Setúbal: The Port, the Fortress and Choco Frito
For all its aspirations to high culture, with avenues named for opera singers and plazas dedicated to poets, Setúbal is a fishing town at heart, and always has been. With a privileged position on one of Europe’s prime natural Atlantic ports, Setúbal has long been defined by its relationship with the sea. We went to check out the docks, and indulge in the city’s most famous dish, choco frito, before climbing to the castle.
We had slept soundly in the RM Guesthouse, where we had been invited to stay, and after a generous breakfast at the hotel, we felt ready for a big day of exploration.

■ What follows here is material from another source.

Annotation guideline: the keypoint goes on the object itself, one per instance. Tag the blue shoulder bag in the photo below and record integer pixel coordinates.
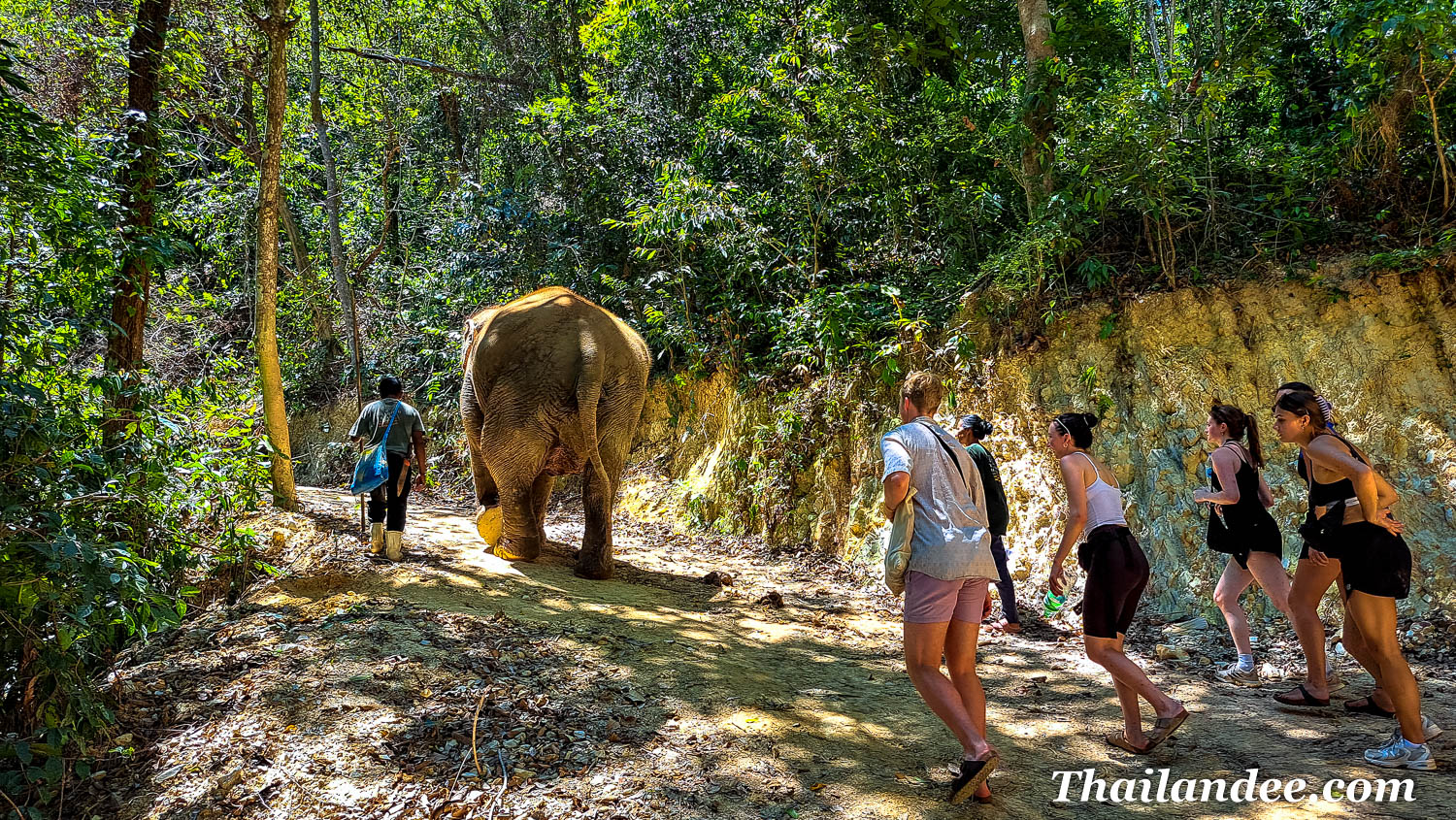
(373, 468)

Not that we had far to go — one of the best things about the RM Guesthouse is its central location, near all of the city’s main sights.
Walking along the waterfront, we soon arrived at the fisherman’s wharf, where a fleet of colorful boats were anchored. With the calls of seagulls overhead, the bobbing vessels, and the sun still low on the horizon, this was such a lovely morning scene, that even the fishy stench was tolerable.
Setúbal borders both the Sado River and the Atlantic, so there’s a wide variety of fish to be caught; a dolphin colony even lives in the Sado estuary, though I hope nobody is fishing for them. Sardines have long been important to the local economy, but nowadays most people associate Setúbal with choco frito.
You’re probably salivating right now, under the reasonable assumption that “choco frito” translates to “fried chocolate”. But be careful with that greedy first bite! Your language skills aren’t as perfect as you think, and you might gag after discovering that underneath the golden fried exterior lurks not chocolate, but cuttlefish.
But as long as you’re aware that you’re ordering fried cuttlefish, you’re in for a treat. This is a famous dish in Setúbal for a reason, and the team at the RM Guesthouse gave us a tremendous recommendation for a restaurant in which to try it. Check out the classic Leo Do Petisco, near the port. This place is popular enough that you’ll almost certainly have to take a number and wait for a table, but the line moves quickly, and the choco frito is worth it.
Bellies bursting with cuttlefish, we felt the need for exercise, and turned our eyes skyward toward Setúbal’s fortress. The Forte de São Filipe dates from the 1500s, and boasts an incredible view over the city and the Sado River, as well as back towards Palmela and the Arrábida Park. Today, much of the fortress has been converted into a luxury hotel, although visitors are welcome to visit and grab a bite at the restaurant atop the ramparts.